I made friends with the resort manager’s daughter, Wendy, and every summer I’d run up to her house, and then we’d explore the property, playing mini golf and rolling down what I now see is a dangerously steep hill next to the lake. We explored every inch of the property; it was our magical paradise.
The Connection Continued
When my family finally moved to Hot Springs (a longtime goal for my parents), we bought a house down the road from Buena Vista. We couldn’t let the tie go, it seemed. One summer when I was maybe 14, my mom worked in the convenience store attached to the resort game room. It was there I had my first close encounter of a “boy” kind: I played ping pong with an older boy who was staying there with his family, my mother looking on as a chaperone.
My brother would bring his young family to Buena Vista for holidays, joined by aunts and uncles from Louisiana and Texas, and we’d all gather at the barbecue pit or hang out on the spacious porch of the rooms we rented. My memories of this place have always been sepia-toned and lovely.
Reuniting with the Memory
Sometime in the past 20 years or so, Buena Vista was turned into condos. I don’t think it could have survived as an old-school resort in this era of modern conveniences. So people — many locals — started buying up the rooms and converting them into condos. More were built. Over the years, I’ve driven down to keep tabs on the place, but hadn’t spent any significant time there.

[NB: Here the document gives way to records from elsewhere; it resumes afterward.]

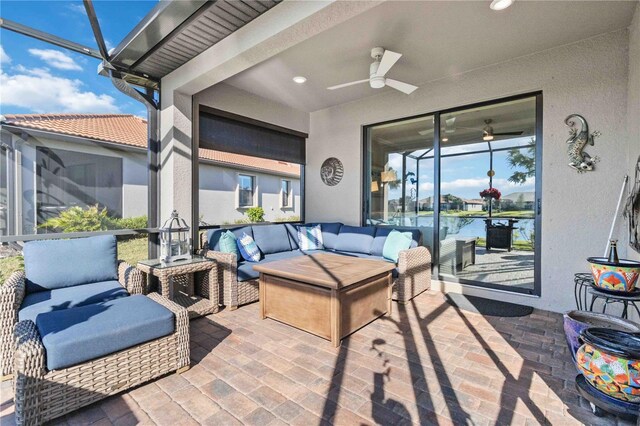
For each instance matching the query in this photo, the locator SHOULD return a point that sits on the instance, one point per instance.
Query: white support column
(175, 155)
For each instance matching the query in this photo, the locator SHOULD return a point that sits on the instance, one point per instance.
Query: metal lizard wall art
(578, 139)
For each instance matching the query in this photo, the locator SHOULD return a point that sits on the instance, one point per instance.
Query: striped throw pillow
(229, 244)
(310, 238)
(248, 248)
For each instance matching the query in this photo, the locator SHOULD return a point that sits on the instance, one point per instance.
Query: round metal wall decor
(331, 171)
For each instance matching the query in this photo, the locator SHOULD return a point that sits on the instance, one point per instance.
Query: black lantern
(175, 239)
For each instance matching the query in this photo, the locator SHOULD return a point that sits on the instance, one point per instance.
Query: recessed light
(500, 4)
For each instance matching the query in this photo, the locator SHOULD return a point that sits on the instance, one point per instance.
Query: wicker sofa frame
(12, 294)
(414, 276)
(42, 395)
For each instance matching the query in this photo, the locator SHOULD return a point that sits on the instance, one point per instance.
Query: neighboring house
(519, 200)
(474, 205)
(67, 160)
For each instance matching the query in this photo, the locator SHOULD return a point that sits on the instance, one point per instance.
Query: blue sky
(463, 176)
(36, 77)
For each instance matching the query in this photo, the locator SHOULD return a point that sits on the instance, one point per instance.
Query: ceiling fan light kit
(500, 4)
(383, 61)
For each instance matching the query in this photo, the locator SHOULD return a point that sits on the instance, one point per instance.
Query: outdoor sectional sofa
(76, 328)
(411, 276)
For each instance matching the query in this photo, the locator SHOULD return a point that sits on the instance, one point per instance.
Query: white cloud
(39, 91)
(77, 7)
(4, 58)
(56, 59)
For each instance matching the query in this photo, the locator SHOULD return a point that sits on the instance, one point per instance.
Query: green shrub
(255, 214)
(137, 222)
(77, 219)
(293, 218)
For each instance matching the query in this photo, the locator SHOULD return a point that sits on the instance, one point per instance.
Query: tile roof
(129, 130)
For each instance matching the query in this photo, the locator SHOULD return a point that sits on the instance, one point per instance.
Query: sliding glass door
(470, 178)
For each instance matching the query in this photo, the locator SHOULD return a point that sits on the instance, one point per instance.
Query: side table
(465, 252)
(197, 279)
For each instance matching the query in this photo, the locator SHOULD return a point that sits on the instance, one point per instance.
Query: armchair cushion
(271, 238)
(395, 243)
(84, 333)
(383, 232)
(69, 297)
(65, 263)
(213, 235)
(355, 239)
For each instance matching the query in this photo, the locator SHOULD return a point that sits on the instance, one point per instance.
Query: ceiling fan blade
(508, 133)
(389, 58)
(399, 85)
(340, 86)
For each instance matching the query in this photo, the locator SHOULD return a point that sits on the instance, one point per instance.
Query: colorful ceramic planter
(610, 361)
(621, 276)
(576, 321)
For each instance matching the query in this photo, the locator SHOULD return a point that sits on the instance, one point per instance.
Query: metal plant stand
(582, 283)
(191, 283)
(626, 299)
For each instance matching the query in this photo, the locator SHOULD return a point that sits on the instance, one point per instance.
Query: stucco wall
(633, 103)
(134, 168)
(588, 77)
(218, 195)
(231, 99)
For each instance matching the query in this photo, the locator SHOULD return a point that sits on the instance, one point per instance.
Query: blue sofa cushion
(245, 269)
(229, 244)
(330, 231)
(76, 335)
(292, 232)
(355, 239)
(65, 263)
(214, 235)
(69, 297)
(383, 232)
(271, 238)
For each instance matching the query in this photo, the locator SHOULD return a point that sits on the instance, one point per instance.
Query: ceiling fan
(488, 134)
(384, 60)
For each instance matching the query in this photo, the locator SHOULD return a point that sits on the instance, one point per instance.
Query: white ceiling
(438, 39)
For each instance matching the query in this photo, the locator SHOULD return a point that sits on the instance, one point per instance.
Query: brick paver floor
(428, 363)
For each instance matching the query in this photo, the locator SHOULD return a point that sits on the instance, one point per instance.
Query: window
(286, 194)
(246, 191)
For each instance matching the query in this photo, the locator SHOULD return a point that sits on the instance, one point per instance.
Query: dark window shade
(229, 135)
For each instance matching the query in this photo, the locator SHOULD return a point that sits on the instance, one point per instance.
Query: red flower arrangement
(491, 193)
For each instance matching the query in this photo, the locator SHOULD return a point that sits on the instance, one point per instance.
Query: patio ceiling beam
(95, 27)
(48, 38)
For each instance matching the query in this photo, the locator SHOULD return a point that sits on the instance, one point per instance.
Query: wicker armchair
(414, 274)
(41, 395)
(13, 291)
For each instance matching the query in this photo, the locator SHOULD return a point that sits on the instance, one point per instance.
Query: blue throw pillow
(248, 248)
(310, 238)
(395, 243)
(229, 244)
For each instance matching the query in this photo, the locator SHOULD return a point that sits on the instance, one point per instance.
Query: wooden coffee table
(328, 295)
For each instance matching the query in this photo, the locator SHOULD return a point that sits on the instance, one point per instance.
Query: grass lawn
(517, 214)
(517, 245)
(131, 251)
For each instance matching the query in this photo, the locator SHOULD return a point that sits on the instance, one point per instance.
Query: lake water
(475, 227)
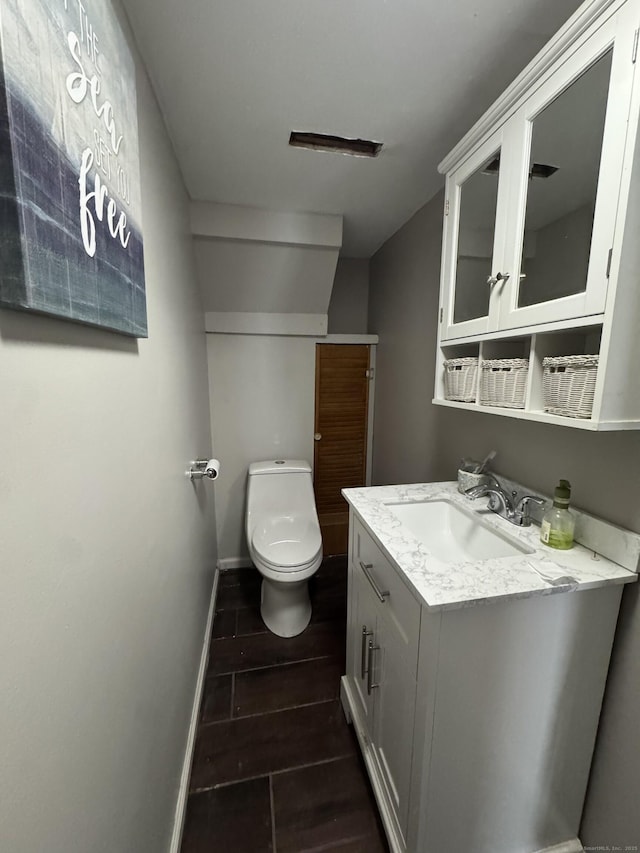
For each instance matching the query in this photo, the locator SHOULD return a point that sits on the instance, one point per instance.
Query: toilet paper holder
(200, 468)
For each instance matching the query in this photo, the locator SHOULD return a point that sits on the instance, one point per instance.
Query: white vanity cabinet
(476, 724)
(382, 655)
(541, 214)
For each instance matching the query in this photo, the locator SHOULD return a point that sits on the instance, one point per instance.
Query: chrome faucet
(504, 504)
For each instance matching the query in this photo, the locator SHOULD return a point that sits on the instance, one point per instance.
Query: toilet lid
(288, 543)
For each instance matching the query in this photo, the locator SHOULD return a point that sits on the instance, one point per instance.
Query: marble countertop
(449, 585)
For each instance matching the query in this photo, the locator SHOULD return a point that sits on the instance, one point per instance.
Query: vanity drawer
(399, 607)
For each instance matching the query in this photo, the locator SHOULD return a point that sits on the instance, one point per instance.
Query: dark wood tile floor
(276, 768)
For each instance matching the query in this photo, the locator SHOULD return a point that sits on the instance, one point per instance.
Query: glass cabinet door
(568, 188)
(472, 241)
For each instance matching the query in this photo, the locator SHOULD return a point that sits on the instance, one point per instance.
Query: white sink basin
(453, 534)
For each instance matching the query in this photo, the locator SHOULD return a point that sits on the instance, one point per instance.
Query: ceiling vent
(324, 142)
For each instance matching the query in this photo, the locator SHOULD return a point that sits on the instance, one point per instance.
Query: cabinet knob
(499, 276)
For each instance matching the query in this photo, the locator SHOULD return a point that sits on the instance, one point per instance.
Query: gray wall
(417, 441)
(107, 551)
(348, 308)
(402, 309)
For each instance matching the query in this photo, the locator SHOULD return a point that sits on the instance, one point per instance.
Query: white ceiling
(234, 77)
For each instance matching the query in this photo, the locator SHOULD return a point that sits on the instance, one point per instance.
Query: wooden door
(340, 453)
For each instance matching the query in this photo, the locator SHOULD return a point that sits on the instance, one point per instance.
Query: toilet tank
(280, 487)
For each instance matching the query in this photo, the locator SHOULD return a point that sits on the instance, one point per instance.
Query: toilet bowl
(285, 544)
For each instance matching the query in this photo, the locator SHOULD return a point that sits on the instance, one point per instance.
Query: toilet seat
(288, 543)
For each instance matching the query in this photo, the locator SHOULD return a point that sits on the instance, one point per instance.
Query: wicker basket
(504, 382)
(569, 383)
(460, 375)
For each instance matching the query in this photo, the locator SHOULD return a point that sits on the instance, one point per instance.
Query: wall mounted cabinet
(541, 216)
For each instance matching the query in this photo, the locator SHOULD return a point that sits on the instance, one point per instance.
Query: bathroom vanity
(476, 665)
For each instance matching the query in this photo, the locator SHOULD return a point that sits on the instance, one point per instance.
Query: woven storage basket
(460, 375)
(504, 382)
(569, 383)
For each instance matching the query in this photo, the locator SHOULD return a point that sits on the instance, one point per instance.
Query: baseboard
(181, 804)
(573, 845)
(350, 708)
(234, 563)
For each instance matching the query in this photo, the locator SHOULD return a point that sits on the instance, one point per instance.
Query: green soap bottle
(558, 524)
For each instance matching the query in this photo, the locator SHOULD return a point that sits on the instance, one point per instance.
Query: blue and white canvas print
(70, 209)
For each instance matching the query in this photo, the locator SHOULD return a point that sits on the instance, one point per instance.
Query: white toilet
(284, 541)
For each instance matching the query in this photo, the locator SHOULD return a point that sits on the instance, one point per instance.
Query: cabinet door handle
(499, 276)
(382, 594)
(364, 660)
(370, 685)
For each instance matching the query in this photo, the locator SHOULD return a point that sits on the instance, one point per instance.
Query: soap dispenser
(558, 524)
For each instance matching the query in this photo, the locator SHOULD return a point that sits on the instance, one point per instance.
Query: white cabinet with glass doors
(535, 205)
(541, 255)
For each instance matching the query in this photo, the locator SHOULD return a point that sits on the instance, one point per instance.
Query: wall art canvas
(70, 209)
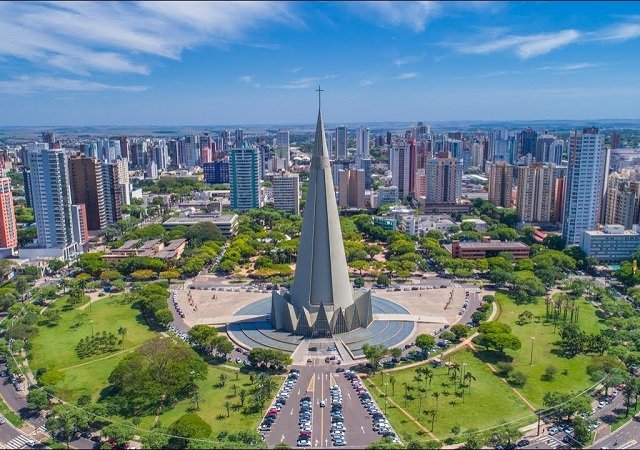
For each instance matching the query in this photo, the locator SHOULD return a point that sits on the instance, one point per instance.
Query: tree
(65, 419)
(118, 432)
(518, 378)
(157, 374)
(425, 342)
(549, 373)
(581, 431)
(156, 438)
(37, 399)
(189, 426)
(169, 275)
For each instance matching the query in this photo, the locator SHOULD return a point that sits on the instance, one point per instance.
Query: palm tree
(122, 331)
(468, 377)
(242, 393)
(392, 381)
(436, 395)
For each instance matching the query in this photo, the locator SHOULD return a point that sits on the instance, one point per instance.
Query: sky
(192, 63)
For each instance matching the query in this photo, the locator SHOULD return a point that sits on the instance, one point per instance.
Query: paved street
(315, 380)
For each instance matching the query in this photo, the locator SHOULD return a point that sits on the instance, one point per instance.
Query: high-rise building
(362, 143)
(400, 165)
(124, 146)
(549, 149)
(161, 155)
(52, 199)
(351, 189)
(615, 140)
(585, 184)
(8, 226)
(190, 151)
(80, 228)
(244, 178)
(113, 192)
(286, 192)
(622, 203)
(535, 193)
(341, 142)
(321, 302)
(239, 138)
(216, 172)
(123, 179)
(526, 144)
(87, 189)
(444, 180)
(477, 155)
(559, 195)
(500, 184)
(283, 147)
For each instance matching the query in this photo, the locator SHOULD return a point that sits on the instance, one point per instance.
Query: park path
(101, 359)
(406, 413)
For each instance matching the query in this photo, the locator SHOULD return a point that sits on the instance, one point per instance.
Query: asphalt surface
(315, 381)
(607, 414)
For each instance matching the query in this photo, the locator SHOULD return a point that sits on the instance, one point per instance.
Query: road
(315, 381)
(606, 415)
(17, 401)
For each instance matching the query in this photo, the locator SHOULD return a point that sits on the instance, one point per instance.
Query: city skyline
(227, 63)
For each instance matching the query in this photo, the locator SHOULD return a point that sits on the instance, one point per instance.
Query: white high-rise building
(362, 143)
(399, 162)
(341, 142)
(585, 184)
(286, 192)
(51, 193)
(283, 147)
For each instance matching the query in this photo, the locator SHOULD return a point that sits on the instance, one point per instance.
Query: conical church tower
(322, 301)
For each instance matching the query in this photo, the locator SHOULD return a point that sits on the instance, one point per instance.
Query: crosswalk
(18, 442)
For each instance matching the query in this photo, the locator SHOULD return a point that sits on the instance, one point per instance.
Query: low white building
(613, 244)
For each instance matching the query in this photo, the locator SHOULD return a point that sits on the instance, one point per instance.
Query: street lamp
(531, 358)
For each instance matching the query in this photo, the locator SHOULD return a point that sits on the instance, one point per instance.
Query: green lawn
(212, 399)
(544, 348)
(54, 347)
(488, 394)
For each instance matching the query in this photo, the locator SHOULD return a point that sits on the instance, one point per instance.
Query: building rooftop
(493, 244)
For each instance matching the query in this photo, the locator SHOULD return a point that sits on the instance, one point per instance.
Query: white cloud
(28, 85)
(414, 15)
(85, 37)
(302, 83)
(406, 76)
(248, 79)
(524, 46)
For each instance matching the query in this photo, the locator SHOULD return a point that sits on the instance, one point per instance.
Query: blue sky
(202, 63)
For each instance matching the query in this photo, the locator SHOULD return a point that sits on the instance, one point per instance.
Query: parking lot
(317, 415)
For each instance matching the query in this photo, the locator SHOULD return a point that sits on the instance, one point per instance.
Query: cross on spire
(319, 91)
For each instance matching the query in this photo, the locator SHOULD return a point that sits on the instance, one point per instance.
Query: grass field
(488, 393)
(211, 400)
(544, 349)
(54, 347)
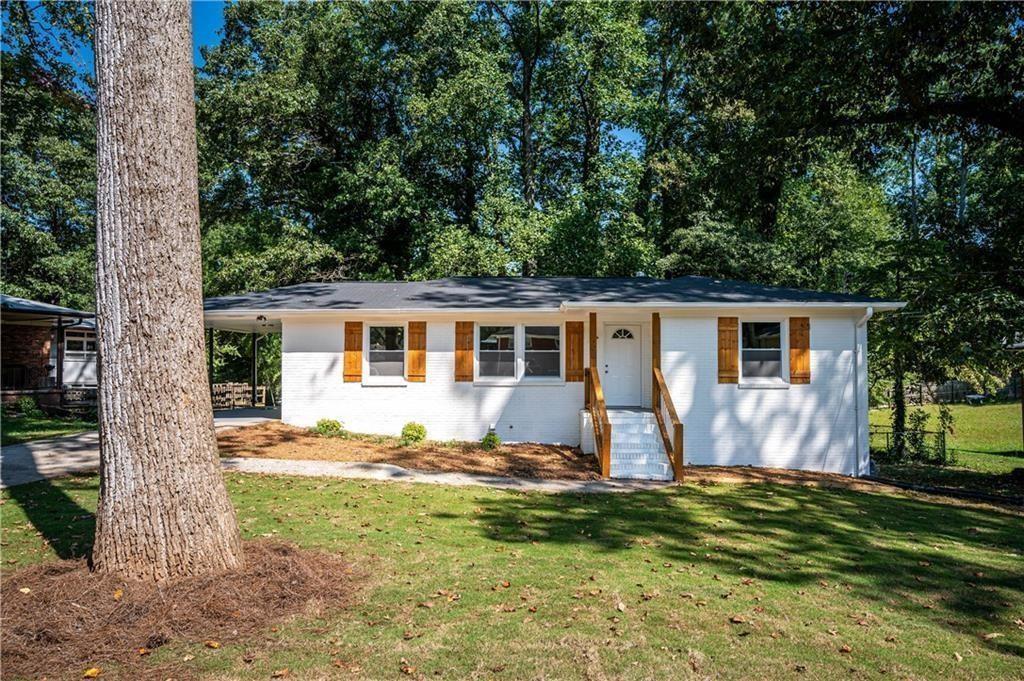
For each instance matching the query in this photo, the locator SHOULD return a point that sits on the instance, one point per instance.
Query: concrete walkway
(43, 459)
(366, 471)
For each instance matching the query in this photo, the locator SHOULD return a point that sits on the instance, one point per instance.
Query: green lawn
(624, 586)
(24, 428)
(987, 443)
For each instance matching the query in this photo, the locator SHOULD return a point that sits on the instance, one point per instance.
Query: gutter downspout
(859, 355)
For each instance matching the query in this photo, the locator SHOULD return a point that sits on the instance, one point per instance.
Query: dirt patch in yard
(276, 440)
(60, 620)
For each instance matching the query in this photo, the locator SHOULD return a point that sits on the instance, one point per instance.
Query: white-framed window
(80, 344)
(496, 351)
(385, 355)
(543, 350)
(526, 352)
(761, 350)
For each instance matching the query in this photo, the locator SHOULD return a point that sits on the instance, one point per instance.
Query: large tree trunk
(164, 510)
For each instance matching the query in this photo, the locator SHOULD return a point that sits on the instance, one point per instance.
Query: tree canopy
(872, 147)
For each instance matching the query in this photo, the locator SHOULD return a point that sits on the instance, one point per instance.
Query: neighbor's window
(80, 343)
(762, 355)
(387, 351)
(497, 351)
(543, 351)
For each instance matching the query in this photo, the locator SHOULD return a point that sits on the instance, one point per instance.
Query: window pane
(542, 355)
(498, 363)
(387, 356)
(762, 349)
(387, 338)
(762, 364)
(497, 338)
(542, 338)
(498, 351)
(762, 335)
(543, 364)
(387, 363)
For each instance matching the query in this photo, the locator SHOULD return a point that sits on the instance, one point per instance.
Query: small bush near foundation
(413, 432)
(329, 428)
(26, 406)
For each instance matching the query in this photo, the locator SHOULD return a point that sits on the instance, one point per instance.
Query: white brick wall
(312, 389)
(810, 427)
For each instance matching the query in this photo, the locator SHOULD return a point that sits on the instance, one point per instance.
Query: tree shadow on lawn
(68, 527)
(901, 552)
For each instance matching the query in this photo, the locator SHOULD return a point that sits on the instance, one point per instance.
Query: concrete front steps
(637, 449)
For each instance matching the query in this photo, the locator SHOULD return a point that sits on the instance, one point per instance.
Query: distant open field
(987, 443)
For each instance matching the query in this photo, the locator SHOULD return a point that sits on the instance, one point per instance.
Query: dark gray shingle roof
(524, 293)
(34, 307)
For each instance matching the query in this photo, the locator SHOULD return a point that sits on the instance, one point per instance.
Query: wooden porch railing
(237, 395)
(599, 417)
(669, 423)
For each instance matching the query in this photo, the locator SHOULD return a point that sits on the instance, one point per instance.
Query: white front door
(622, 378)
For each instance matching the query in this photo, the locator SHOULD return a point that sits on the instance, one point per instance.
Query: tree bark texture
(164, 510)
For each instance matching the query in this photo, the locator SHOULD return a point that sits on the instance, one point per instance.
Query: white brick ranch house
(692, 370)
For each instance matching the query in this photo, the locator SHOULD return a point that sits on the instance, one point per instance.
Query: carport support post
(211, 339)
(60, 350)
(252, 368)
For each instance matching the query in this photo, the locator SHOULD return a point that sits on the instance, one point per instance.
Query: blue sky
(208, 17)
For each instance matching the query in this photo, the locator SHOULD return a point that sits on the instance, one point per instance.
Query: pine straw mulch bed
(71, 620)
(526, 460)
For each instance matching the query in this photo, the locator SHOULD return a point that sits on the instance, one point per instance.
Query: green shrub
(329, 428)
(26, 406)
(413, 432)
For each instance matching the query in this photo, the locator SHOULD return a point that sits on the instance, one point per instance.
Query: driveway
(42, 459)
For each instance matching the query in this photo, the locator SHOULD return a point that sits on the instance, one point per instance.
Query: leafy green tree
(47, 164)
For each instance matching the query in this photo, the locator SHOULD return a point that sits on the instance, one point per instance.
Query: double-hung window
(497, 351)
(542, 354)
(762, 350)
(387, 350)
(81, 344)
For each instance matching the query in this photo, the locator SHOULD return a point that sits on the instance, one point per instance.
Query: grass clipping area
(58, 615)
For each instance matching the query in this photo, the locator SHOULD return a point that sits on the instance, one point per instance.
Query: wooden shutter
(573, 351)
(728, 349)
(800, 349)
(353, 351)
(416, 352)
(463, 350)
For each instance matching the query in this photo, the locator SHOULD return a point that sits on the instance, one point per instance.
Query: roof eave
(879, 306)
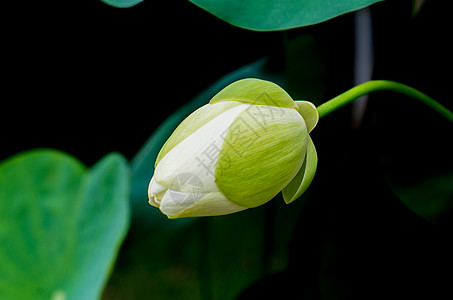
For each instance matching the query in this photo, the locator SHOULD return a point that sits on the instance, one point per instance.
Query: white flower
(237, 152)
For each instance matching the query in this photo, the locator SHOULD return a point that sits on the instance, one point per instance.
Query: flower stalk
(381, 85)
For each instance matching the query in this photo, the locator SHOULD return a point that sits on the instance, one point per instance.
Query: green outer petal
(255, 91)
(309, 112)
(262, 152)
(193, 122)
(304, 177)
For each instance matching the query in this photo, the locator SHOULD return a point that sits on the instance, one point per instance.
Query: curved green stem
(380, 85)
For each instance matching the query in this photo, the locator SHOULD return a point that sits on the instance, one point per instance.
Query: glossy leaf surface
(61, 224)
(277, 14)
(122, 3)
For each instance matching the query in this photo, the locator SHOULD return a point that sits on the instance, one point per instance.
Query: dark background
(89, 79)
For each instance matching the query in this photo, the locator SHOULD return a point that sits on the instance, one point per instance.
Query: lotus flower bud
(237, 152)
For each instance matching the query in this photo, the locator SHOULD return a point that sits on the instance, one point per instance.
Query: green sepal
(309, 112)
(259, 157)
(256, 92)
(304, 177)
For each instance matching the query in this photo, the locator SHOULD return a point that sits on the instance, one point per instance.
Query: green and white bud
(239, 151)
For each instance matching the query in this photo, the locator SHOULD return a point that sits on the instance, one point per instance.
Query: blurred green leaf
(277, 14)
(143, 162)
(61, 224)
(122, 3)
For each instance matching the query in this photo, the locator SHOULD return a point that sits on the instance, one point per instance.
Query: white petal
(155, 192)
(197, 154)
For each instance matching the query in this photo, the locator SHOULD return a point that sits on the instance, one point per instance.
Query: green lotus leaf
(61, 224)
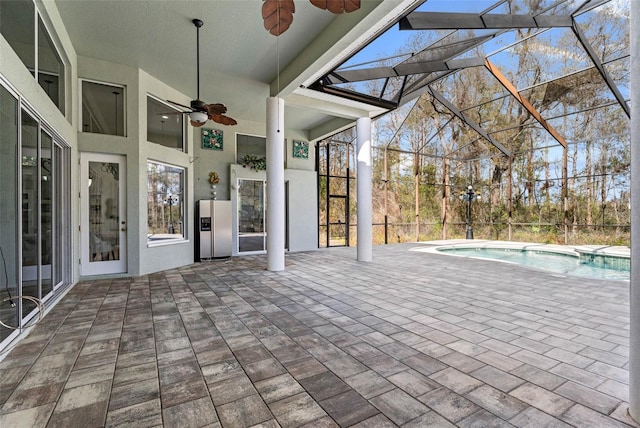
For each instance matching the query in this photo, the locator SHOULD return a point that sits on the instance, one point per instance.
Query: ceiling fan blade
(172, 113)
(196, 124)
(277, 15)
(337, 6)
(181, 105)
(222, 119)
(216, 108)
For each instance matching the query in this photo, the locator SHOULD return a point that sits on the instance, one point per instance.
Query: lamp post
(469, 196)
(171, 199)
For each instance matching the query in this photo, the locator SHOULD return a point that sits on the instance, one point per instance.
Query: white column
(275, 184)
(634, 301)
(365, 218)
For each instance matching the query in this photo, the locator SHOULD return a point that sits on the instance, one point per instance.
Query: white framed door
(103, 227)
(252, 209)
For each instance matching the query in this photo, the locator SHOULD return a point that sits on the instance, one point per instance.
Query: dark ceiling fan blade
(172, 113)
(277, 15)
(216, 108)
(222, 119)
(337, 6)
(196, 124)
(181, 105)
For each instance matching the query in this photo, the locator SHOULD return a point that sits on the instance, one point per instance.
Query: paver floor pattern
(410, 339)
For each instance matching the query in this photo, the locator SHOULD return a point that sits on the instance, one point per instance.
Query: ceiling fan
(198, 110)
(278, 14)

This summer, I decided to amend that long separation. I reserved a two-bedroom condo, anticipating that my son, brother, niece, and nephew could all pile in for some nostalgic fun. As soon as I arrived, my body took over. It knew the curves of the road and where to go. I could feel the exact angle I’d have to lean back if I headed down the hill toward the lake.
Everything was mostly the way it’d been nearly 30 years ago, though the game room and convenience store had been replaced by a community room. The tiny room where my dad would clean the tiny bream my mom caught was now a bathroom. The shuffleboard court was painted over. The mini golf and volleyball court were gone. The slide and diving board disappeared (and, my brother Paul swears, the pool got more shallow). But the cabins stood, identical to how they’d always looked. Sure, they had some younger siblings built in recent years, but the place was the same.
I walked around, feeling ghosts of my younger self. There’s Susan and Wendy rolling down the hills like maniacs, trying not to fall in the lake. There’s Susan, tiptoeing onto the boathouse, a little afraid of the rocking motion. There’s Susan feeding the ducks, feeling a thrill when tiny duck teeth nibble the bread from her hand.
The first night, I went nightswimming with my family, a pleasure I don’t experience nearly enough. I lay back in the water and gazed up at the abundant moon, and felt at peace. Sometimes there are places that feel like home. Saorge, France is one for me. Buena Vista is another.
When the rest of the family joined us the next day, we shared old stories and laughs about the place. I was filled with such joy and fulfillment, reliving such happy memories with the people I love, as well as introducing the next generation to the place (not that they looked up from their phones to care).